In the last post, we discussed how artificial neural networks are modeled on a human brain. There are other algorithms too which have been inspired by the real world. For instance, we have the decision tree algorithm in machine learning which is founded on the basis of a tree. Such an algorithm is used for decision analysis. The algorithm is also frequently used in data mining to derive meaningful results. So, how exactly does it work?
To understand a decision tree, let’s suppose an elementary example in which we have a dataset of passengers of a ship. It is expected that a violent storm would cause the ship to get wrecked. Now the problem at hand is to predict the survival rate of a passenger based on their characteristics. Their attributes (also known as features) are mainly their age, spch (any spouse or children with them), and age.
As you can see, a decision tree is visually represented in an upside-down approach where instead of placing the root at the top, we present it at the top. The italicized text which shows our condition represents the internal node which divides the three into edges (branches). The branch which is not divided any further is referred to as the decision (leaf).
If you analyze the above example, then you can recognize the fact that all the relevant relations are easily viewable, thereby making for strong feature importance.
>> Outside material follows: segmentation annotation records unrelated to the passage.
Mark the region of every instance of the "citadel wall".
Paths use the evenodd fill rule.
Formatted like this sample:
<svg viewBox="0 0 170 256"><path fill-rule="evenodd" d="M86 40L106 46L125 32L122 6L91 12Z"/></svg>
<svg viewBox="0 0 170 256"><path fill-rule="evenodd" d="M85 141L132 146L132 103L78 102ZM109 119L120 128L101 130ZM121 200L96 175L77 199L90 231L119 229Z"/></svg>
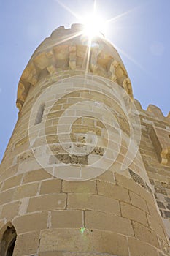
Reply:
<svg viewBox="0 0 170 256"><path fill-rule="evenodd" d="M79 31L55 31L19 83L1 243L14 227L15 256L169 255L169 116L133 101L116 50L98 39L88 53Z"/></svg>

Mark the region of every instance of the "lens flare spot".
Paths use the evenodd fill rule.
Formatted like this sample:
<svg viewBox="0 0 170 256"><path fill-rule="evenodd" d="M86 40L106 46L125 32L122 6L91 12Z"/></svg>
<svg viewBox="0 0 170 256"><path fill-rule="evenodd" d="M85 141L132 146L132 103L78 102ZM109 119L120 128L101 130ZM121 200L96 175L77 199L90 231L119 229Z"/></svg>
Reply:
<svg viewBox="0 0 170 256"><path fill-rule="evenodd" d="M85 232L85 227L81 227L81 228L80 229L80 231L81 234L83 235L83 233L84 233L84 232Z"/></svg>
<svg viewBox="0 0 170 256"><path fill-rule="evenodd" d="M84 18L82 23L84 24L83 34L89 38L102 35L104 21L101 17L90 15Z"/></svg>

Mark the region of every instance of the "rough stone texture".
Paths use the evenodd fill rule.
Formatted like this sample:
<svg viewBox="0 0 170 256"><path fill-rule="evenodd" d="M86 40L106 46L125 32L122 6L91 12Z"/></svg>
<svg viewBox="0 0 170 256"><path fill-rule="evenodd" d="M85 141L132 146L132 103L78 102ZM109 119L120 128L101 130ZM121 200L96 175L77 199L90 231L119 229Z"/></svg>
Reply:
<svg viewBox="0 0 170 256"><path fill-rule="evenodd" d="M0 244L13 225L15 256L169 256L170 116L134 108L104 39L89 63L82 37L58 44L80 29L54 31L20 80L18 120L0 165ZM137 151L131 125L141 132Z"/></svg>

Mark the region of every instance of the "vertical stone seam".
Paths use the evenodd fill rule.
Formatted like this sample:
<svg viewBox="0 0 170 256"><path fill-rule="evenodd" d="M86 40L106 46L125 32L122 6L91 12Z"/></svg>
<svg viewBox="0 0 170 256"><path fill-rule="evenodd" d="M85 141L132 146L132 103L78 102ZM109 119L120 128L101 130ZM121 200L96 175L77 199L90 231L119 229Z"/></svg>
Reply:
<svg viewBox="0 0 170 256"><path fill-rule="evenodd" d="M39 184L36 196L40 195L41 187L42 187L42 181L40 181Z"/></svg>
<svg viewBox="0 0 170 256"><path fill-rule="evenodd" d="M66 193L66 206L65 206L65 210L67 209L67 203L68 203L68 193Z"/></svg>
<svg viewBox="0 0 170 256"><path fill-rule="evenodd" d="M134 228L133 228L133 232L134 232ZM131 252L130 252L130 248L129 248L129 245L128 245L128 236L126 236L126 240L127 240L127 245L128 245L128 256L131 256Z"/></svg>
<svg viewBox="0 0 170 256"><path fill-rule="evenodd" d="M48 217L47 217L47 229L51 228L51 211L48 211Z"/></svg>

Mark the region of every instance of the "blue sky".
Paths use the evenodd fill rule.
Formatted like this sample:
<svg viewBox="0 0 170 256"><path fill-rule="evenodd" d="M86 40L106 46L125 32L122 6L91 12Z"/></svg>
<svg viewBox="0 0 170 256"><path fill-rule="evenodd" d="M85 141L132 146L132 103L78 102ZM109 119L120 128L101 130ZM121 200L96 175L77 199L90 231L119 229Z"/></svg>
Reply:
<svg viewBox="0 0 170 256"><path fill-rule="evenodd" d="M79 23L93 0L0 0L0 162L18 118L17 87L31 54L57 27ZM132 83L134 97L170 110L170 1L97 0L108 23L106 37L115 45Z"/></svg>

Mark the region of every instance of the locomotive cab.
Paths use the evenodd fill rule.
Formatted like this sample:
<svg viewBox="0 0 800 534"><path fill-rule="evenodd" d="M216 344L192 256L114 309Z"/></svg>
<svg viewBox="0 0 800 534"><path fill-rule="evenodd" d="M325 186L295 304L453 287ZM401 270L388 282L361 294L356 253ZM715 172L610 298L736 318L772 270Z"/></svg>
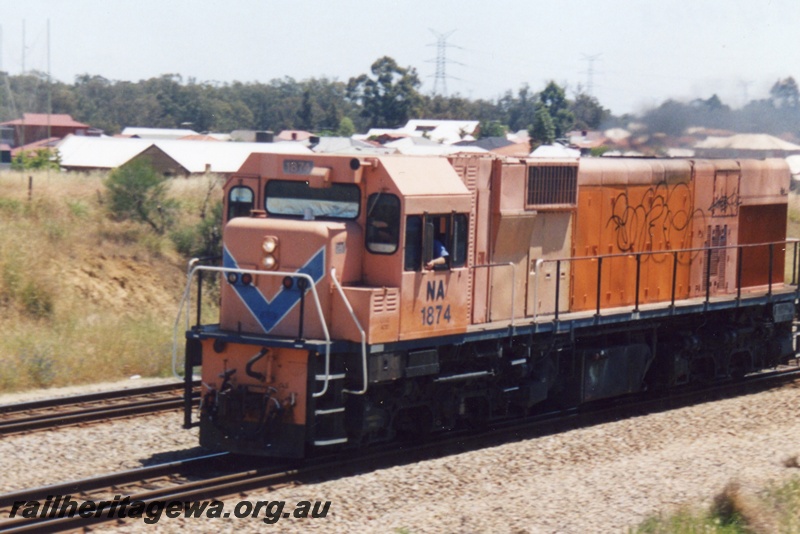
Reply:
<svg viewBox="0 0 800 534"><path fill-rule="evenodd" d="M404 373L368 347L466 329L471 197L446 160L254 154L225 199L204 445L293 456L346 442L346 394Z"/></svg>

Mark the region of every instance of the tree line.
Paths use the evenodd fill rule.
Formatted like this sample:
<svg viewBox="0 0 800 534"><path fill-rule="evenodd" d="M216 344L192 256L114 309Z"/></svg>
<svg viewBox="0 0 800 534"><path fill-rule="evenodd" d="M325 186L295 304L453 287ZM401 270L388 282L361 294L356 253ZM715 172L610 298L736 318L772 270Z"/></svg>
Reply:
<svg viewBox="0 0 800 534"><path fill-rule="evenodd" d="M688 126L741 132L797 135L800 91L793 78L778 80L770 96L740 109L719 97L691 102L668 100L638 117L615 117L580 88L551 81L539 91L523 85L496 99L426 95L415 68L391 57L369 72L338 81L329 78L269 82L199 82L179 74L112 81L84 74L71 84L49 81L41 72L0 72L0 122L24 112L67 113L78 121L119 133L126 126L191 128L198 132L308 130L349 136L369 128L394 128L408 119L478 120L482 136L527 130L535 143L548 143L573 129L594 130L637 120L651 133L681 135Z"/></svg>

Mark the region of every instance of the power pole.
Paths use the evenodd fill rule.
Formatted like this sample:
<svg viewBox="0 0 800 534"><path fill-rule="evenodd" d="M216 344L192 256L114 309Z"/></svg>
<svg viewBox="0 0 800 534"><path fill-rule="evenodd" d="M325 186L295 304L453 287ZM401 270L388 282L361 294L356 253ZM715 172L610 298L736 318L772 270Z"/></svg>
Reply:
<svg viewBox="0 0 800 534"><path fill-rule="evenodd" d="M594 96L594 62L600 59L603 54L595 54L593 56L583 55L583 60L589 63L589 68L586 70L586 94Z"/></svg>
<svg viewBox="0 0 800 534"><path fill-rule="evenodd" d="M434 74L434 80L433 80L433 94L441 94L443 96L447 96L447 78L453 78L452 76L447 76L446 69L448 63L456 63L458 65L463 65L463 63L459 63L458 61L447 59L448 47L461 48L460 46L451 45L447 42L447 38L450 37L453 34L453 32L455 32L455 30L442 34L435 30L431 30L431 33L436 36L436 44L428 45L436 47L436 59L428 60L428 62L432 61L436 62L436 74ZM458 79L458 78L453 78L453 79ZM441 92L439 92L440 86L441 86Z"/></svg>

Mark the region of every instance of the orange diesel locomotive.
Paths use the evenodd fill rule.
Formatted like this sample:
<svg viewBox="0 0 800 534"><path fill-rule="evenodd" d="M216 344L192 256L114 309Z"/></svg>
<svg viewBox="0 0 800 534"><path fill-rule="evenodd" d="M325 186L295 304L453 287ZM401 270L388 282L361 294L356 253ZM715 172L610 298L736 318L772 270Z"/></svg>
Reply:
<svg viewBox="0 0 800 534"><path fill-rule="evenodd" d="M218 273L221 300L186 331L185 423L210 448L302 457L786 362L789 177L253 154L224 189L222 266L190 272Z"/></svg>

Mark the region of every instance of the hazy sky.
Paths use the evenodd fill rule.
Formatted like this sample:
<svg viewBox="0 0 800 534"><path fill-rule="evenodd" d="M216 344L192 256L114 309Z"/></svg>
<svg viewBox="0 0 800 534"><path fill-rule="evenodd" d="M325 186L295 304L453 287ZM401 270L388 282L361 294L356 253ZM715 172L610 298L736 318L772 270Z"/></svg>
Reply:
<svg viewBox="0 0 800 534"><path fill-rule="evenodd" d="M47 72L48 21L49 69L67 83L346 82L388 55L431 93L434 32L450 34L447 93L472 99L591 80L622 114L714 93L736 107L800 80L798 0L0 0L0 69L19 74L24 58Z"/></svg>

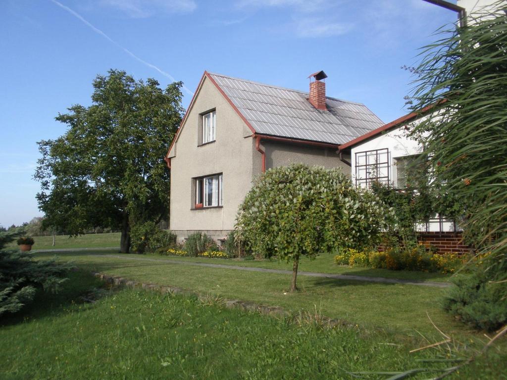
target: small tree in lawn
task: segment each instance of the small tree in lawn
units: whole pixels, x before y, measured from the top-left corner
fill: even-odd
[[[372,247],[388,212],[339,169],[294,165],[259,179],[240,206],[236,227],[256,253],[293,262],[294,291],[302,256]]]

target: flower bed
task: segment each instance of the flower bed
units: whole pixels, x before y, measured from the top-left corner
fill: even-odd
[[[159,252],[161,255],[165,256],[190,256],[188,252],[183,249],[169,248]],[[206,251],[197,254],[198,257],[207,257],[208,258],[229,258],[229,256],[225,252],[221,251]]]
[[[423,246],[411,249],[389,249],[378,252],[360,251],[350,248],[335,256],[338,265],[358,265],[393,271],[422,271],[453,273],[469,257],[456,253],[434,254],[426,252]]]

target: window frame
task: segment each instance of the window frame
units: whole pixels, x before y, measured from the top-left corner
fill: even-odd
[[[375,152],[375,157],[376,162],[375,164],[369,164],[368,163],[368,154],[371,154],[373,152]],[[380,153],[379,154],[379,152]],[[354,157],[355,162],[354,169],[355,170],[355,185],[356,187],[359,187],[362,184],[364,184],[366,186],[367,188],[369,188],[370,185],[372,182],[375,181],[378,181],[382,183],[386,183],[387,184],[390,184],[390,172],[391,172],[391,165],[390,164],[390,158],[389,155],[390,152],[389,151],[389,148],[380,148],[379,149],[372,149],[370,150],[363,150],[363,151],[359,151],[355,153],[355,156]],[[387,157],[386,161],[382,161],[381,162],[379,162],[379,156],[380,155],[386,155]],[[358,165],[357,156],[359,155],[365,155],[365,165]],[[376,175],[373,176],[370,176],[368,175],[368,173],[370,173],[368,171],[368,169],[369,167],[371,167],[373,166],[376,168],[376,171],[377,172]],[[379,168],[381,165],[384,165],[387,169],[387,175],[385,176],[380,176],[379,174]],[[366,170],[366,176],[364,178],[359,178],[358,173],[358,168],[365,168]]]
[[[212,179],[216,178],[216,204],[206,205],[207,199],[206,194],[206,179],[211,179],[212,180]],[[213,174],[204,175],[200,177],[196,177],[192,178],[194,183],[194,188],[195,191],[195,198],[194,199],[192,210],[201,210],[202,209],[208,208],[220,208],[224,207],[224,174],[222,173],[216,173]]]
[[[209,133],[206,133],[206,118],[208,117],[210,117],[210,120],[211,125],[210,126],[210,130],[212,130],[213,136],[212,139],[210,140],[207,140],[208,137],[211,137],[212,136],[209,136]],[[208,111],[206,111],[205,112],[203,112],[200,114],[200,125],[201,125],[201,130],[200,130],[200,135],[199,138],[200,139],[200,144],[199,146],[206,145],[206,144],[210,144],[212,142],[214,142],[216,140],[216,110],[213,108],[213,109],[210,109]]]

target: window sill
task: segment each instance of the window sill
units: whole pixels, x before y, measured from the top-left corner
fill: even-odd
[[[203,207],[192,207],[190,209],[191,211],[199,211],[200,210],[208,210],[210,208],[224,208],[223,206],[205,206]]]
[[[216,141],[216,140],[213,140],[212,141],[208,141],[207,142],[203,142],[202,144],[197,144],[197,146],[202,146],[205,145],[208,145],[208,144],[212,144],[213,142],[215,142]]]

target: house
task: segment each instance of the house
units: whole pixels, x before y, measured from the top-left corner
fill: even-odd
[[[171,169],[169,229],[182,241],[234,228],[256,177],[292,163],[341,167],[338,148],[382,125],[363,104],[325,94],[327,75],[309,92],[205,71],[165,160]]]
[[[407,135],[407,130],[430,114],[430,107],[412,112],[341,145],[339,151],[350,157],[351,179],[357,187],[373,181],[400,189],[407,184],[407,169],[423,154],[422,147]],[[432,115],[432,117],[438,117]],[[461,230],[454,220],[438,215],[416,226],[418,240],[442,252],[463,253]]]

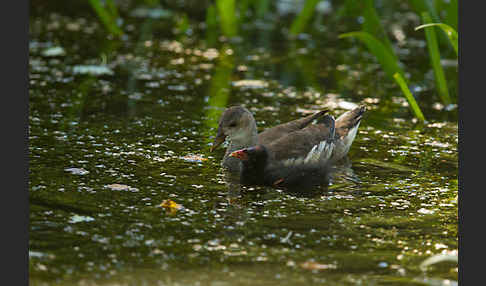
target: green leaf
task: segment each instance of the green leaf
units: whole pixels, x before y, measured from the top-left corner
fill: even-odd
[[[235,0],[216,0],[221,20],[221,30],[226,37],[234,37],[238,33]]]
[[[427,12],[422,13],[422,20],[429,24],[431,23],[430,15]],[[447,82],[444,75],[444,70],[440,64],[440,52],[439,45],[437,44],[437,37],[435,31],[432,29],[425,29],[425,38],[427,39],[427,47],[429,50],[430,62],[434,69],[435,81],[437,83],[437,89],[442,102],[446,105],[451,103],[449,96],[449,90],[447,88]]]
[[[444,33],[447,35],[447,38],[449,38],[449,41],[450,41],[452,47],[454,48],[456,55],[458,55],[458,53],[459,53],[458,35],[457,35],[456,30],[454,30],[454,28],[452,28],[451,26],[444,24],[444,23],[429,23],[429,24],[424,24],[424,25],[420,25],[420,26],[416,27],[415,31],[418,31],[420,29],[427,28],[427,27],[433,27],[433,26],[439,27],[439,28],[442,29],[442,31],[444,31]]]
[[[390,79],[393,80],[395,73],[403,76],[404,72],[398,65],[397,57],[378,39],[367,32],[350,32],[339,35],[340,39],[349,37],[358,38],[366,44],[368,50],[377,58]]]
[[[425,117],[422,113],[422,110],[420,110],[420,107],[418,106],[417,101],[415,101],[415,98],[413,97],[412,92],[410,92],[410,89],[408,88],[407,83],[405,82],[405,79],[399,73],[395,73],[393,75],[393,78],[395,79],[395,81],[398,83],[398,85],[402,89],[402,93],[407,98],[408,103],[410,104],[410,108],[412,109],[415,116],[418,119],[425,121]]]
[[[95,10],[98,18],[100,18],[101,22],[105,26],[105,28],[113,35],[120,36],[123,34],[122,30],[116,24],[116,15],[118,12],[116,11],[116,6],[109,1],[107,4],[108,9],[106,9],[100,2],[100,0],[89,0],[91,7]]]
[[[299,15],[295,20],[292,22],[290,26],[290,34],[291,35],[298,35],[302,33],[307,24],[309,23],[312,15],[314,15],[314,11],[316,10],[317,3],[320,0],[307,0],[305,1],[304,8],[300,11]]]

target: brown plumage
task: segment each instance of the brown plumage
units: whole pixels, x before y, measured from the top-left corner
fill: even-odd
[[[295,158],[295,156],[301,155],[303,150],[310,150],[310,147],[329,136],[329,128],[325,124],[311,124],[314,120],[319,122],[326,118],[327,112],[327,110],[322,110],[304,118],[266,129],[258,134],[255,119],[250,111],[241,106],[230,107],[223,112],[219,120],[217,135],[211,151],[228,139],[229,145],[222,165],[235,172],[240,171],[241,163],[230,154],[257,144],[268,147],[272,159]],[[336,138],[331,161],[335,162],[348,153],[364,112],[365,107],[360,106],[345,112],[335,120]]]

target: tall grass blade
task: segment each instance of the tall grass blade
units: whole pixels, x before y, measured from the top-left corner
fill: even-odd
[[[424,23],[427,24],[431,23],[432,21],[429,13],[427,12],[422,13],[422,20],[424,21]],[[434,69],[435,81],[437,83],[439,96],[441,97],[442,102],[448,105],[451,103],[451,98],[449,96],[449,90],[447,89],[447,82],[445,79],[444,70],[442,69],[442,65],[440,64],[440,52],[434,28],[425,29],[425,38],[427,39],[430,62]]]
[[[220,25],[226,37],[234,37],[238,33],[235,0],[216,0]]]
[[[456,30],[452,28],[451,26],[443,23],[430,23],[430,24],[424,24],[420,25],[415,28],[415,31],[426,28],[426,27],[432,27],[432,26],[437,26],[444,31],[444,33],[447,35],[447,38],[449,39],[449,42],[451,43],[452,47],[454,48],[454,51],[456,52],[456,55],[459,53],[459,39]]]
[[[396,58],[390,39],[386,35],[385,29],[380,22],[380,17],[378,17],[378,13],[376,12],[374,0],[364,0],[363,17],[365,19],[363,30],[380,39],[390,54]]]
[[[412,95],[412,92],[410,92],[410,89],[407,86],[407,83],[405,82],[405,79],[402,77],[401,74],[395,73],[393,75],[393,78],[395,79],[396,83],[400,86],[402,89],[403,95],[408,100],[408,103],[410,104],[410,108],[412,109],[413,113],[415,114],[415,117],[418,119],[425,121],[424,114],[422,113],[422,110],[420,110],[420,107],[417,104],[417,101],[415,101],[415,98]]]
[[[221,115],[221,110],[226,107],[230,97],[231,76],[235,67],[235,57],[233,54],[226,52],[228,49],[231,49],[231,47],[225,45],[219,50],[218,63],[209,83],[207,106],[210,108],[206,111],[206,120],[204,122],[208,143],[211,142],[209,132],[211,129],[218,127],[218,118]]]
[[[108,1],[111,2],[111,1]],[[115,9],[116,11],[116,6],[111,2],[110,4],[107,5],[108,9],[106,9],[103,4],[101,4],[100,0],[89,0],[89,3],[91,4],[91,7],[95,10],[96,14],[100,18],[101,22],[105,26],[105,28],[110,32],[111,34],[115,36],[120,36],[123,34],[122,30],[118,27],[116,24],[116,15],[118,15],[118,12],[109,12],[113,11]]]
[[[290,26],[290,34],[291,35],[298,35],[302,33],[307,24],[310,22],[312,15],[314,15],[314,11],[316,10],[317,3],[320,0],[306,0],[302,11],[300,11],[299,15],[295,20],[292,22]]]
[[[340,39],[349,37],[358,38],[366,44],[368,50],[377,58],[391,80],[397,72],[402,76],[404,75],[403,70],[398,65],[397,57],[378,39],[367,32],[350,32],[339,35]]]

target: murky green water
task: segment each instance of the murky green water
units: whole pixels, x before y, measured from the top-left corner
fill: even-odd
[[[170,19],[127,16],[117,40],[89,7],[34,4],[31,285],[457,281],[457,264],[419,268],[458,247],[457,114],[434,104],[426,49],[403,48],[423,78],[420,125],[373,57],[337,40],[357,23],[329,17],[327,33],[300,40],[272,21],[249,23],[240,41],[211,48],[197,25],[188,36]],[[43,55],[55,46],[65,54]],[[75,68],[105,62],[113,74]],[[209,152],[226,106],[244,104],[263,129],[350,103],[368,112],[328,189],[237,189],[220,169],[224,150]],[[159,207],[168,199],[182,208]]]

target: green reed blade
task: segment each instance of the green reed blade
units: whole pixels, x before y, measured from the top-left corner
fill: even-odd
[[[292,22],[290,26],[290,34],[291,35],[298,35],[302,33],[307,24],[310,22],[312,15],[314,15],[314,11],[316,10],[317,3],[320,0],[307,0],[305,1],[304,8],[300,11],[299,15],[295,20]]]
[[[339,38],[355,37],[363,41],[368,50],[376,57],[386,74],[393,80],[393,75],[398,72],[403,76],[404,72],[398,65],[397,57],[378,39],[367,32],[350,32],[339,35]]]
[[[429,24],[432,21],[429,13],[427,12],[422,13],[422,20],[426,24]],[[451,98],[449,96],[449,90],[447,88],[447,82],[445,79],[444,70],[442,68],[442,65],[440,64],[439,45],[437,44],[437,37],[435,35],[434,28],[425,29],[425,38],[427,39],[427,47],[429,50],[430,62],[434,69],[435,81],[437,83],[439,96],[441,97],[442,102],[444,104],[446,105],[450,104]]]
[[[100,0],[89,0],[89,3],[91,4],[91,7],[95,10],[96,14],[100,18],[101,22],[105,26],[105,28],[113,35],[115,36],[120,36],[123,34],[122,30],[118,27],[116,24],[116,14],[113,15],[113,9],[114,9],[114,4],[111,3],[111,6],[109,6],[109,9],[111,12],[108,12],[102,4]]]
[[[402,93],[407,98],[408,103],[410,104],[410,108],[412,109],[415,116],[418,119],[425,121],[425,117],[422,113],[422,110],[420,110],[420,107],[418,106],[417,101],[415,101],[415,98],[413,97],[412,92],[410,92],[410,89],[408,88],[407,83],[405,82],[405,79],[399,73],[395,73],[393,75],[393,78],[395,79],[395,81],[398,83],[398,85],[402,89]]]
[[[235,0],[216,0],[220,26],[226,37],[234,37],[238,33]]]

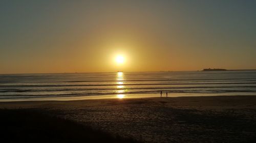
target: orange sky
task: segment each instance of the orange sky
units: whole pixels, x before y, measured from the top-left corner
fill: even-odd
[[[256,69],[255,3],[1,3],[0,73]]]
This approach is also called a “learning decision tree from data”. The tree in our drawn example is categorized under a classification tree as it is used to classify the survival rate or fatality rate of a passenger tree. The other category is known as regression tree which is not too dissimilar, except for the fact that they deal with continuous values. The decision tree algorithms are broadly depicted as CAT— Classification and Regression Trees.
The growth of a decision tree depends upon its features (attributes or characteristics) and the conditions which are used to divide the tree with a clear intent about the stopping point of the three. Often, the growth of tree exceeds to arbitrary levels where some trimming is required for better results.
Recursive Binary Splitting
Recursive binary splitting uses a cost function to test all the features and the split points. For instance, in the above example from the root, all features were analyzed after which groups were formed from the divisions of the training data. Our example has 3 examples which mean we require 3 splits. Subsequently, we are going to compute the cost of each split in terms of accuracy. When the least costly split is discovered, which refers to the sex feature in our example then the feature is chosen. This approach of the algorithm is naturally recursive because more groups can undergo subdivisions by repeating the same process. Therefore, the algorithm falls into the category of greedy algorithms. This also means that the most effective classifier is the root node.
Let’s try to understand cost functions more closely while working with classification and regression. Cost functions always attempt to identify the branches which exhibit similarity. Therefore, it is certain that any input which is test data is bound to adhere to the specific path.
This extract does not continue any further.